Ma chi ha detto che per andare bene un Paese ha bisogno di un (buon) governo? Cinque anni dopo il precedente belga anche la Spagna oggi fa riflettere.
Il Paese è senza governo da 300 giorni, immerso in una infinita crisi politica, fra i veti incrociati dei partiti del ‘nuovo’ quadripartitismo. È andata alle urne due volte, per ora invano, in dicembre e giugno. Forse tornerà di nuovo a votare. Eppure da tempo l’economia spagnola non stava cosi bene. Il Prodotto interno lordo (Pil) viaggia sul +3%, più del doppio della media della zona euro. Dall’inizio dell’anno ha creato 400 mila nuovi posti di lavoro, gli investimenti stranieri sono in forte crescita (+22 miliardi), i consumi salgono, il turismo ha toccato record storici, l’edilizia è ripartita e si parla già del rischio di una nuova ‘bolla’.

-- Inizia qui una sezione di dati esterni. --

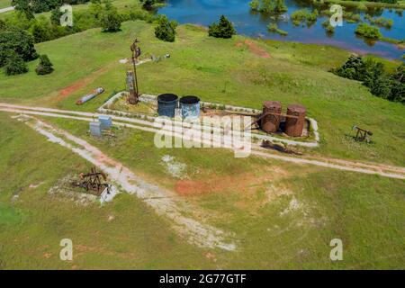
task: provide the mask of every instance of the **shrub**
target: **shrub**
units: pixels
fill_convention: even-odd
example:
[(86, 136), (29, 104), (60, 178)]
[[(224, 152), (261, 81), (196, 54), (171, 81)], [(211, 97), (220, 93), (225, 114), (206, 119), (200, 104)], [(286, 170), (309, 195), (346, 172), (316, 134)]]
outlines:
[(288, 32), (286, 31), (279, 29), (276, 23), (270, 23), (270, 24), (268, 24), (267, 29), (268, 29), (269, 32), (274, 32), (274, 33), (278, 33), (281, 36), (287, 36), (288, 35)]
[(53, 64), (47, 55), (40, 56), (40, 64), (35, 68), (37, 75), (47, 75), (53, 72)]
[(402, 63), (397, 71), (391, 76), (391, 95), (389, 100), (405, 104), (405, 64)]
[(4, 69), (7, 76), (28, 72), (27, 64), (25, 64), (21, 55), (10, 50)]
[(158, 18), (158, 26), (155, 28), (155, 36), (166, 42), (174, 42), (176, 40), (176, 29), (177, 22), (176, 21), (168, 21), (166, 15), (160, 15)]
[(316, 9), (313, 12), (310, 12), (308, 9), (301, 9), (292, 13), (291, 14), (291, 19), (295, 26), (300, 25), (302, 22), (306, 22), (307, 25), (310, 26), (317, 22), (318, 16), (319, 13)]
[(325, 31), (328, 34), (333, 34), (335, 32), (335, 27), (330, 25), (330, 21), (328, 19), (322, 22), (322, 26), (325, 27)]
[(34, 38), (35, 43), (48, 41), (52, 39), (51, 27), (46, 19), (36, 21), (31, 27), (31, 33)]
[(382, 37), (378, 27), (370, 26), (367, 23), (360, 23), (355, 31), (355, 33), (369, 39), (380, 39)]
[(219, 23), (212, 23), (208, 30), (208, 35), (215, 38), (229, 39), (235, 34), (232, 23), (224, 15), (220, 16)]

Tutto questo senza un governo. O meglio con l’esecutivo ‘uscente’ del Pp Mariano Rajoy (nella foto in alto) da 10 mesi incaricato di gestire solo gli affari correnti. Non una sola legge è stata approvata da dicembre. “La paralisi politica fa bene al Pil” riassume El Pais, che fra i ‘vantaggi’ della situazione cita anche quello della mansuetudine dimostrata dall’Ue: “l’assenza di governo ha consentito che Bruxelles ammorbidisca la disciplina fiscale, dando ossigeno all’economia”. La Commissione ha condonato a Madrid miliardi di multa alla Spagna per il non rispetto degli impegni di deficit nel 2016 e ha ‘fatto credito’ per il 2017.

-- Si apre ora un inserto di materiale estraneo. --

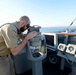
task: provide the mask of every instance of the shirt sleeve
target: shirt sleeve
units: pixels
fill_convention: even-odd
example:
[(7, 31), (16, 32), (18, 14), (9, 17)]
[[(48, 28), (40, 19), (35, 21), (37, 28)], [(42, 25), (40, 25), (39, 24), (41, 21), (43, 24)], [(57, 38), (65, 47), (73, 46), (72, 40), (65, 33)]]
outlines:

Certo finora il Paese ha navigato con il pilota automatico, seguendo la rotta di uscita dalla crisi delineata fino al 2015 dal ‘vero’ governo Rajoy. E aiuta a mantenere l’economia in carreggiata che il Paese sia integrato fra paletti e garanzie della eurozona rileva l’analista José Carlos Diez. Come il Belgio senza governo per 541 giorni (record mondiale) fra 2011 e 2012. Anche per Bruxelles fu un “periodo felice”, fra turbolenze politiche interne e di crisi economica internazionale. “Non avere un governo è stato positivo in un Paese in cui le strutture dello Stato hanno continuato a funzionare” dice l’economista fiammingo Paul de Grauwe, e anche con il Belgio senza esecutivo l’Ue non poté imporre “una dura dieta di tagli e riforme”: così, crescita al +2% sopra le media dell’eurozona e disoccupazione in calo mentre cresceva nel resto dell’Ue.
In Spagna ora però tutti sono d’accordo. C’è bisogno di un governo, perché lo Stato inizia ad essere in affanno. Ci sono 65 ambasciatori da nominare, i grandi investimenti pubblici sono fermi in particolare nella Tav, 33 mila coppie aspettano lo sblocco delle adozioni internazionali, la ratifica di 40 trattati internazionali è paralizzata, Bruxelles inizia a perdere pazienza. Sembra escluso che la Spagna batta il record del Belgio. Una astensione dei socialisti sull’investitura di Rajoy potrebbe dare al Paese un governo già a fine mese. Altrimenti la Spagna dovrà tornare alle urne il 18 dicembre e i sondaggi prevedono una netta vittoria dei popolari. Entro gennaio quindi, al più tardi, la Spagna dovrebbe tornare alla ‘normalità’, con un governo nel pieno dei poteri.